IEEE/ACM Trans Comput Biol Bioinform. 2019 Jul-Aug;16(4):1077-1090. doi: 10.1109/TCBB.2017.2710342. Epub 2017 Jun 1.
Duplication-Transfer-Loss (DTL) reconciliation is a powerful method for studying gene family evolution in the presence of horizontal gene transfer. DTL reconciliation seeks to reconcile gene trees with species trees by postulating speciation, duplication, transfer, and loss events. Efficient algorithms exist for finding optimal DTL reconciliations when the gene tree is binary. In practice, however, gene trees are often non-binary due to uncertainty in the gene tree topologies, and DTL reconciliation with non-binary gene trees is known to be NP-hard. In this paper, we present the first exact algorithms for DTL reconciliation with non-binary gene trees. Specifically, we (i) show that the DTL reconciliation problem for non-binary gene trees is fixed-parameter tractable in the maximum degree of the gene tree, (ii) present an exponential-time, but in-practice efficient, algorithm to track and enumerate all optimal binary resolutions of a non-binary input gene tree, and (iii) apply our algorithms to a large empirical data set of over 4,700 gene trees from 100 species to study the impact of gene tree uncertainty on DTL-reconciliation and to demonstrate the applicability and utility of our algorithms. The new techniques and algorithms introduced in this paper will help biologists avoid incorrect evolutionary inferences caused by gene tree uncertainty.

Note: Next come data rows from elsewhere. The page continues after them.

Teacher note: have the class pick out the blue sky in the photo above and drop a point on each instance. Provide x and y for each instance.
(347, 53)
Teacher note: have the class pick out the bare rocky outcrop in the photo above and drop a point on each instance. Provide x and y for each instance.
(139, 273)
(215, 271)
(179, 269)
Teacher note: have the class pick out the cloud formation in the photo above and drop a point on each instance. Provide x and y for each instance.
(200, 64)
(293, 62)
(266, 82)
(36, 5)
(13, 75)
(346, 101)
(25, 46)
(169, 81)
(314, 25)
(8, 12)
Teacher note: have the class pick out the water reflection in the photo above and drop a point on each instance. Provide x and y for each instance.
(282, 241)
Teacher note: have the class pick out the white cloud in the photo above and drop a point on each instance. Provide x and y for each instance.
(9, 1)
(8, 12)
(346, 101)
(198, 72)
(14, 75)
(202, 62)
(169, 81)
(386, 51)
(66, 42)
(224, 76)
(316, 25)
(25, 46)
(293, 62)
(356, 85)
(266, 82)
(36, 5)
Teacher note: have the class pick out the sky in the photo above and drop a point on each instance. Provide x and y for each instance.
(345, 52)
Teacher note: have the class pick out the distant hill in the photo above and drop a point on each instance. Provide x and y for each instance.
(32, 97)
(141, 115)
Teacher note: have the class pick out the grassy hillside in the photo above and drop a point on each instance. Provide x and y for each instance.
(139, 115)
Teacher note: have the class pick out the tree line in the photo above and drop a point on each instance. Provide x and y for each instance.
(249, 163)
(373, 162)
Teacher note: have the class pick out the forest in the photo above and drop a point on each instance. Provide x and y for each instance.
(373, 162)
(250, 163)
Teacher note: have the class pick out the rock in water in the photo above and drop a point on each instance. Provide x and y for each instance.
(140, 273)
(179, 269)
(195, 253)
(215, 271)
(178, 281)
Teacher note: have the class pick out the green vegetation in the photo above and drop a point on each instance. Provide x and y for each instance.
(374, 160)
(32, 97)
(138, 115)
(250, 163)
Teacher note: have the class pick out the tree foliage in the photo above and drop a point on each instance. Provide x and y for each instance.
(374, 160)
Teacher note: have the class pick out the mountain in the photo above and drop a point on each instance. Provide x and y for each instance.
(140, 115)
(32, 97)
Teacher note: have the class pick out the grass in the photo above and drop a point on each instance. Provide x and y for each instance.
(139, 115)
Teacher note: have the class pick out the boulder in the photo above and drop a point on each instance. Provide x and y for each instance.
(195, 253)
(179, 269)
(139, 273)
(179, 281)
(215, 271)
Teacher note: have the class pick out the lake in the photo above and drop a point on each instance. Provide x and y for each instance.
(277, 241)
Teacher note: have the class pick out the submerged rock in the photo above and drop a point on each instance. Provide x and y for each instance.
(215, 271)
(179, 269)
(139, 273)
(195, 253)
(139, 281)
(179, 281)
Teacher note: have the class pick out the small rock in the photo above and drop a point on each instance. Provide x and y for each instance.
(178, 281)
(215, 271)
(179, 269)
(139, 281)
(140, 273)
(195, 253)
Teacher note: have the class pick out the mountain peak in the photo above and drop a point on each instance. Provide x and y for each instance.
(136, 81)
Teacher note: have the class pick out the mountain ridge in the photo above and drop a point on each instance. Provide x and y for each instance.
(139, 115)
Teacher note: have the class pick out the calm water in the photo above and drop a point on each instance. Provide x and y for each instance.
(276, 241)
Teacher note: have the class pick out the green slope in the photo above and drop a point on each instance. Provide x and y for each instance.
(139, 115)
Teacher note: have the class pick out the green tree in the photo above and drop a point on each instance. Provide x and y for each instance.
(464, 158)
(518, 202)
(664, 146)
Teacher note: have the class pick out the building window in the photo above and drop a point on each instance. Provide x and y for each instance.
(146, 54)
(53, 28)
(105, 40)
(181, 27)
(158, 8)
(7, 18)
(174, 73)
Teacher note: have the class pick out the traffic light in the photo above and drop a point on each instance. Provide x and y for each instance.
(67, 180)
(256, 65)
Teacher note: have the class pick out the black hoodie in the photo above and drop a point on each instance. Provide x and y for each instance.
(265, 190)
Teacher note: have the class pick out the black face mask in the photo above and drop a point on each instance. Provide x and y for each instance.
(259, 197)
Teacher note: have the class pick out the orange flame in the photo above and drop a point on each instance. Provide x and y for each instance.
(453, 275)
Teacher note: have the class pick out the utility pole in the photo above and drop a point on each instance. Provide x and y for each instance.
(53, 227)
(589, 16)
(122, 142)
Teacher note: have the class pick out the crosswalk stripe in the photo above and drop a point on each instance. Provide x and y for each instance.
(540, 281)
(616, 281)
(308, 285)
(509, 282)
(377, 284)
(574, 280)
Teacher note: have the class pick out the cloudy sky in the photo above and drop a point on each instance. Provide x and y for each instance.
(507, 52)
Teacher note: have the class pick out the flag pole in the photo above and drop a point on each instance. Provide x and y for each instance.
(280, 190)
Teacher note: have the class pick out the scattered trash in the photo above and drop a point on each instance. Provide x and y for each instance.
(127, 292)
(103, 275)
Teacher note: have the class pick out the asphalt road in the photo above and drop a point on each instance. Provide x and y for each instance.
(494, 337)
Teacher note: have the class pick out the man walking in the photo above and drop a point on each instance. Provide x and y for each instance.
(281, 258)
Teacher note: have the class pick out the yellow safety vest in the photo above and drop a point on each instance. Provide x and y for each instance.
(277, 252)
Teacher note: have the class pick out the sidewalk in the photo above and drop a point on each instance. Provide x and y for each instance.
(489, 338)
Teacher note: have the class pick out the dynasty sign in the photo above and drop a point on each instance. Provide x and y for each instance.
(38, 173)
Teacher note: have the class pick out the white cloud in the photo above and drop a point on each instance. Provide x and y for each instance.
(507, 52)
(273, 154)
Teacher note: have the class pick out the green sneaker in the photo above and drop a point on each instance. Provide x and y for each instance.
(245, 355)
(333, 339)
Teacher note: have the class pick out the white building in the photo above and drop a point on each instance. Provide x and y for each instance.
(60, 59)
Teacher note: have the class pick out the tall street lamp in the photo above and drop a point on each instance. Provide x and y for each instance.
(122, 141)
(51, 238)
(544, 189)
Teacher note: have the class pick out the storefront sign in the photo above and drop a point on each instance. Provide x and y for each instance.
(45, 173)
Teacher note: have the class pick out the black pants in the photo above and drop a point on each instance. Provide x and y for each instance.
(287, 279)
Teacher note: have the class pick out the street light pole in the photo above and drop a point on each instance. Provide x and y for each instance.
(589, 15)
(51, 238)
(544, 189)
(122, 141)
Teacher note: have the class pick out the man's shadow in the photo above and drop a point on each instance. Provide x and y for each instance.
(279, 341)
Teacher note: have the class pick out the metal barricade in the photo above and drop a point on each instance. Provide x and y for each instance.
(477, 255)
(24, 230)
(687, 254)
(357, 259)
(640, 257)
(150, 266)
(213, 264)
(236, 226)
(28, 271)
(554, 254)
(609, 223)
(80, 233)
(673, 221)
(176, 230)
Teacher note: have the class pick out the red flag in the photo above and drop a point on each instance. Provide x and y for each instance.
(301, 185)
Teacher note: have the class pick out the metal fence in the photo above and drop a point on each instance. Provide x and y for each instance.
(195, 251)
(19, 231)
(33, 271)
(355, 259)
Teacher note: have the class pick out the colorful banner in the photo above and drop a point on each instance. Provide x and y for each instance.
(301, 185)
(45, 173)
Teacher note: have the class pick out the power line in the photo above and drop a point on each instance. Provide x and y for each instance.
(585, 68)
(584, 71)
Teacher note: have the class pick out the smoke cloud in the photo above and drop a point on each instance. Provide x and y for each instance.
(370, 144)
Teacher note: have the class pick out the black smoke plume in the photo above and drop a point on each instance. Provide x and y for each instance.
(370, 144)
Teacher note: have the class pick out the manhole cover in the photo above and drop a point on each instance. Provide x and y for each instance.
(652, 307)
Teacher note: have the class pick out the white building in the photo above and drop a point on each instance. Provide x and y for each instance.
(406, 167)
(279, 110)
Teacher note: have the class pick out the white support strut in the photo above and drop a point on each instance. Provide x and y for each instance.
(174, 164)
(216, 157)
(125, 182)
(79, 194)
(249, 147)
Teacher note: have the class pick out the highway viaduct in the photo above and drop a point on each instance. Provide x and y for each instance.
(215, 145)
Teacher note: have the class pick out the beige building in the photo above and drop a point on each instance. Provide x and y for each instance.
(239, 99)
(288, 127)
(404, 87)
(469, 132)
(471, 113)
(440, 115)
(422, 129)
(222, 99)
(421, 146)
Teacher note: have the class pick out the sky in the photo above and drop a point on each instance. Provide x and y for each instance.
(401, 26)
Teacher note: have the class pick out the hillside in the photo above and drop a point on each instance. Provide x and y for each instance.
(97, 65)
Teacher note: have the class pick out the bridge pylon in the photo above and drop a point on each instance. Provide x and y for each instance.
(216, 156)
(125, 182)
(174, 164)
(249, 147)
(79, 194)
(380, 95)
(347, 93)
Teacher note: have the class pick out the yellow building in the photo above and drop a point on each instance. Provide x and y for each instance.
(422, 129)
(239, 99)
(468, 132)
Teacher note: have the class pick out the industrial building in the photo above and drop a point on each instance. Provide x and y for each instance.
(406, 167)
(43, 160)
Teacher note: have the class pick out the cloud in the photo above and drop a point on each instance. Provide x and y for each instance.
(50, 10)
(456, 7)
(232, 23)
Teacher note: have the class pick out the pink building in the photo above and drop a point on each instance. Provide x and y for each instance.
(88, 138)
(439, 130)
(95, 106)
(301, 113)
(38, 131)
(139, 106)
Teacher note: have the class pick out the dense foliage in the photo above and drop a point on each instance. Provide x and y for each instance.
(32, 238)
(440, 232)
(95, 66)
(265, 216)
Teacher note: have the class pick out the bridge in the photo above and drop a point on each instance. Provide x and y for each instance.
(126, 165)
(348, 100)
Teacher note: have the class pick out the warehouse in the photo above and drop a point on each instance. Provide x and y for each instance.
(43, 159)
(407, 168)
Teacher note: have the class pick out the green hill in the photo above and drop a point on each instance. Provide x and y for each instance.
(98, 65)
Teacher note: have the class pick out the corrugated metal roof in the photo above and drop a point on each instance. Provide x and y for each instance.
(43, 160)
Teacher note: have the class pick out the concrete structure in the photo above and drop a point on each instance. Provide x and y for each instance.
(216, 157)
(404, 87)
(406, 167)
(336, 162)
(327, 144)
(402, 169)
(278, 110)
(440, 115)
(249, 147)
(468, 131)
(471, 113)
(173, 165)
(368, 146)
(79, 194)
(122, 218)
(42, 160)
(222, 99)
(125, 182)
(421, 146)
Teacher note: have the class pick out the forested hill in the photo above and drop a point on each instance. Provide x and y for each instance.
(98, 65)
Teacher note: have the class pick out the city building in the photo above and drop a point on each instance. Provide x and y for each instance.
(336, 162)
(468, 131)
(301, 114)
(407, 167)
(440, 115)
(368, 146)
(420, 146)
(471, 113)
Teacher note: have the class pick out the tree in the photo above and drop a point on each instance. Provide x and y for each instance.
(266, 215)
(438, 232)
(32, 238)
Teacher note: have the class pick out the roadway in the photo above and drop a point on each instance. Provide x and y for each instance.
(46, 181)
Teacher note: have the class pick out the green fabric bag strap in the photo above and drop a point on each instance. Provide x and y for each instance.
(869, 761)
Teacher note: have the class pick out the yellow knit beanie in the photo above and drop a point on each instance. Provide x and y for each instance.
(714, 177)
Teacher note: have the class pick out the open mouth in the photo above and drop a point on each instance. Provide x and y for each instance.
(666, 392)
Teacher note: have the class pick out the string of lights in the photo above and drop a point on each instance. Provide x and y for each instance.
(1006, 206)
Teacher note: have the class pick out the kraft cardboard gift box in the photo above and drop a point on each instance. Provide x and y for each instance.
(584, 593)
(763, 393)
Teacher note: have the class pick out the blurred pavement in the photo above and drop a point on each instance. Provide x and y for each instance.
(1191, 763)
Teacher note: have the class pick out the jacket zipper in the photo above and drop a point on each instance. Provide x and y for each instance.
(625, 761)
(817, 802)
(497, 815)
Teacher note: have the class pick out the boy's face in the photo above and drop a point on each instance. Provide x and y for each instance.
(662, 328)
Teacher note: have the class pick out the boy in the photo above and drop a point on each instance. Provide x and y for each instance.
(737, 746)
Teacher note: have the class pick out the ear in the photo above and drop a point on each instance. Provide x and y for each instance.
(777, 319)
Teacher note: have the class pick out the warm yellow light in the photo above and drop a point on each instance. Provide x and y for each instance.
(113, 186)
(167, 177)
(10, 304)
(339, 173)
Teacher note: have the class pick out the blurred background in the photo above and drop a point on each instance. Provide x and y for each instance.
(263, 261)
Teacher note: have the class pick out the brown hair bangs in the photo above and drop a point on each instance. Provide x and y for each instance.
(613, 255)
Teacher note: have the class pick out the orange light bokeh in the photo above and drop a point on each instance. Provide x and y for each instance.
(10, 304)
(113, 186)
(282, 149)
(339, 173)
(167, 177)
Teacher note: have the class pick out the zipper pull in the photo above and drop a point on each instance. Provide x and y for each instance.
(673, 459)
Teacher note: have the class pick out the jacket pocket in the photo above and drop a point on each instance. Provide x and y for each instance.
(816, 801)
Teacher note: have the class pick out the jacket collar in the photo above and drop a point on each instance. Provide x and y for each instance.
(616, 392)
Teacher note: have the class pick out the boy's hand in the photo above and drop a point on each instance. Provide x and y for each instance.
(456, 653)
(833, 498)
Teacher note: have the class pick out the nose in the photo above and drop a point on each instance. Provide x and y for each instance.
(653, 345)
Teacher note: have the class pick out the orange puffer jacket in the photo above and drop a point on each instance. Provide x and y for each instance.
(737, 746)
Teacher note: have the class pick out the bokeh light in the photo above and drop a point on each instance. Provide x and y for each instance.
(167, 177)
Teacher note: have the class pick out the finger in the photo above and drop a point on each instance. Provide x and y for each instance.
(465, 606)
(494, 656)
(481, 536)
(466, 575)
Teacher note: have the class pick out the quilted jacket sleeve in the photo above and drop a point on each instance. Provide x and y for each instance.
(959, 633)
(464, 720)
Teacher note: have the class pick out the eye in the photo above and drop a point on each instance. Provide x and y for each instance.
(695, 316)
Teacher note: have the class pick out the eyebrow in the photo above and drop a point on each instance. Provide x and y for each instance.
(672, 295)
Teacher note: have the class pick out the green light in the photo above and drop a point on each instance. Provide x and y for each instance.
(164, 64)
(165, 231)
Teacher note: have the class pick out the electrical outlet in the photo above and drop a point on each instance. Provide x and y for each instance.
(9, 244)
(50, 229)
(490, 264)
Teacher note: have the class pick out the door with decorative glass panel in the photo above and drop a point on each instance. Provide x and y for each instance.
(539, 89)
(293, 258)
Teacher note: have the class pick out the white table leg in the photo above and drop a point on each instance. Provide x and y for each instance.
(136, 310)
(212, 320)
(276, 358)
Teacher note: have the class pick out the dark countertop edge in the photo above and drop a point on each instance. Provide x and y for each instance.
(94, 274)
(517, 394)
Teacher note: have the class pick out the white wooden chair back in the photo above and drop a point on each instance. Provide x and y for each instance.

复制-转移-缺失(DTL)协调是一种在存在水平基因转移的情况下研究基因家族进化的强大方法。DTL 协调通过假设物种形成、复制、转移和缺失事件来协调基因树与物种树。当基因树为二进制时,存在用于寻找最优 DTL 协调的有效算法。然而,在实践中,由于基因树拓扑结构的不确定性,基因树通常是非二进制的,并且已知 DTL 与非二进制基因树的协调是 NP 难的。在本文中,我们提出了用于非二进制基因树的 DTL 协调的第一个精确算法。具体来说,我们 (i) 表明,非二进制基因树的 DTL 协调问题在基因树的最大度数上是固定参数可解的,(ii) 提出了一种指数时间但在实践中有效的算法来跟踪和枚举非二进制输入基因树的所有最优二进制分辨率,以及 (iii) 将我们的算法应用于来自 100 个物种的超过 4700 个基因树的大型经验数据集,以研究基因树不确定性对 DTL 协调的影响,并展示我们的算法的适用性和实用性。本文引入的新技术和算法将帮助生物学家避免由于基因树不确定性导致的不正确的进化推断。